Angry Bostonians. Between 1764 and 1776 Edes and Gill led colonial printers in the production of political pamphlets; indeed until 1783 their firm was the leading printer in America. The Boston Gazette had a record-breaking weekly circulation of two thousand papers between 1774 and 1775, evidence of its popularity among the mechanics, dockworkers, and other laborers of Boston. Seven days after the Boston Massacre in March 1770 the newspaper appeared with heavy black borders to mourn those killed. On the second page Paul Revere drew four large coffins with the initials of the deceased. The account of the event began “The Town of Boston affords a recent and melancholy Demonstration of the destructive Consequences of quartering Troops among citizens in a Time of Peace.” A special report covered the death of a fifth rioter several days later.
Tea Party. The coverage of the Boston Massacre aroused the Sons of Liberty to a fever pitch. Edes’s home became the focal point of the next crisis, and it was here that the Boston Tea Party was conceived and organized.
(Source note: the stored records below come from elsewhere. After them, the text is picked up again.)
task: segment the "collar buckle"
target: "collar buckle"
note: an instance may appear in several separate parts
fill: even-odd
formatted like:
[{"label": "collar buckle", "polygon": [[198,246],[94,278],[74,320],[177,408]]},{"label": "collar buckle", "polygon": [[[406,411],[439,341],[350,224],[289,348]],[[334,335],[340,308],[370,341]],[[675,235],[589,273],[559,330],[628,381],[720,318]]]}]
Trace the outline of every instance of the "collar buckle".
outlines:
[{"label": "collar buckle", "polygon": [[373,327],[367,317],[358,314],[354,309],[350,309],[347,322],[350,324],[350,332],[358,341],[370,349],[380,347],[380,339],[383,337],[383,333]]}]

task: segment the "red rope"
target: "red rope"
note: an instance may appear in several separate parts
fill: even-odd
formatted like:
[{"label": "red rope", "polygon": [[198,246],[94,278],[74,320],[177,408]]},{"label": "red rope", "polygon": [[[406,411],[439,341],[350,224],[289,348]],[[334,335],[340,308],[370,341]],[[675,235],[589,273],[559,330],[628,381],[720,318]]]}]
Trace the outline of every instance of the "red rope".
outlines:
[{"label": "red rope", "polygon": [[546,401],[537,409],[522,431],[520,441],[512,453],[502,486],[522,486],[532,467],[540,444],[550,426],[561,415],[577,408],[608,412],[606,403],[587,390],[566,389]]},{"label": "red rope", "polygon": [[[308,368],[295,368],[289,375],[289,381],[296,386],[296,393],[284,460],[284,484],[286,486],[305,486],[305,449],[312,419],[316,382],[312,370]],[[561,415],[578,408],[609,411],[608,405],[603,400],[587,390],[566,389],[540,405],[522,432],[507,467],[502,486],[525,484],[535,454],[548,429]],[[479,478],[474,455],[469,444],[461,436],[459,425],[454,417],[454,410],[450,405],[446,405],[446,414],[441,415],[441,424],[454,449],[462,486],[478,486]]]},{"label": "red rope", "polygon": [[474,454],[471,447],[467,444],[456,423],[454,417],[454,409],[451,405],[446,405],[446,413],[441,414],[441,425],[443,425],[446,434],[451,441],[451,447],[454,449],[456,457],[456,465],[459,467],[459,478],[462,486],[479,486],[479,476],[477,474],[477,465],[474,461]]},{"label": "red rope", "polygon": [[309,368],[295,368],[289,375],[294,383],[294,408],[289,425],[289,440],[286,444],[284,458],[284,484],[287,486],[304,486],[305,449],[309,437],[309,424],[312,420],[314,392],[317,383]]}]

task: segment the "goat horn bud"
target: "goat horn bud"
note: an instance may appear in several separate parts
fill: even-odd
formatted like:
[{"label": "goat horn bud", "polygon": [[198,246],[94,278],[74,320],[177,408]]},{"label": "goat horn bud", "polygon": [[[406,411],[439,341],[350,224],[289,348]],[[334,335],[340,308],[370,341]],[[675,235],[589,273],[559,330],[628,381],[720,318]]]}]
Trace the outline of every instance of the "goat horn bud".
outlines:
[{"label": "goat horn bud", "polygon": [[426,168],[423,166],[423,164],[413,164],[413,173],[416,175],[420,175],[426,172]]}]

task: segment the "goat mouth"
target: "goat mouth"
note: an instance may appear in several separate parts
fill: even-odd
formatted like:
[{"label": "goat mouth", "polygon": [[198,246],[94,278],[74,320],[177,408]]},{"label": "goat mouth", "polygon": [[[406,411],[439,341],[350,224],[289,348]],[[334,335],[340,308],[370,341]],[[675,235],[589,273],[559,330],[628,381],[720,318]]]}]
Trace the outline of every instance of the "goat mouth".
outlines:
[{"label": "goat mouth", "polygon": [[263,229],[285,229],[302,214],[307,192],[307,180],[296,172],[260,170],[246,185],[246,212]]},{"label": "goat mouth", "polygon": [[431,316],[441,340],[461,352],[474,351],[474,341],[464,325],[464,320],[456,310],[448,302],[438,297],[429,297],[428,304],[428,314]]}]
When the first tea ships arrived on November 1773, the Boston Gazette ran a protest, and Edes and Gill recruited armed men to patrol the docks twenty-four hours a day to ensure the cargo was not unloaded. Edes himself served on the guard. Governor Thomas Hutchinson remained steadfast that the tea be unloaded, and on 16 December leading Patriots met at Edes’s house on Brattle Street. That night they disguised themselves as Indians and, joining others at the meetinghouse, boarded the ships and destroyed the tea.
Fallout. Neither the Patriot nor Loyalist press identified Edes as one of the participants. In fact the Boston Gazette published a warning that Edes and Gill were not to be arrested or the authorities would fall “into the pit they are digging for others.” Nevertheless the threat of arrest remained, especially after Loyalists in the city requested that Gen. Thomas Gage apprehend certain individuals. Edes escaped from Boston with an old press and types, but his son Peter and Gill were arrested and jailed for several weeks. On 5 June 1775 the Boston Gazette resumed publication in Watertown.
Mission Accomplished. After the British evacuated Boston in March 1776, Edes returned to the city, but without the same popularity among readers and financial support of patrons; apparently the Boston Gazette had served its purpose. Gill started his own paper in May; the Constitutional Journal ran until 1787. The last issue of the Boston Gazette appeared on 17 September 1798. Edes spent his last years in ill health and poverty and died on 11 December 1803.
Sallie A. Whelan, “Benjamin Edes,” in American Newspaper Journalists, 1690–1872, Dictionary of Literary Biography, volume 43, edited by Perry J. Ashley (Columbia, S.C.: Bruccoli Clark/Detroit: Gale Research, 1985), pp. 178–183.